Ultimi scampoli d’estate, il sole che all’ora di pranzo scalda ancora, la voglia di stare all’aperto e gustarsi una giornata all’aria. Bastano pochi chilometri fuori città fino a Chiaravalle per trovare al Ristorante Al Laghett un’alternativa che fa proprio al caso. Ci si può arrivare in bici attraverso il Parco della Vettabbia o in auto.

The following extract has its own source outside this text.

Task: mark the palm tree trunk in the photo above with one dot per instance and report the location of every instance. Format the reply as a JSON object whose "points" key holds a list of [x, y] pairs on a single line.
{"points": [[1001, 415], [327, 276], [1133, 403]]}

Il ristorante, una vecchia osteria milanese nata nel 1890, conserva ancora tutto il fascino «di una volta» a partire dall’insegna, poi il giardino che in piena estate ospita tavoloni in legno sotto un pergolato di glicine, i piatti di salumi e la pasta fatta in casa, tutti con prodotti freschi dell’orto. Gestito dagli eredi della famiglia Gerosa, propone piatti della cucina milanese dagli antipasti a base di fiori di zucca o fichi, primi di ravioli, pappardelle o il classico risotto alla milanese al salto, fino a ossibuchi e (in inverno) cassoela o bolliti con polenta. I dessert sono rigorosamente fatti in casa e sembrano anche quelli «di casa» tra tiramisù, panna cotta e le classiche torte rustiche fatte con frutta fresca.

Un posticino di quelli top da provare in estate all’aperto, ma anche in queste giornate fresche per gustarsi tutto il calore dei primi weekend d’autunno.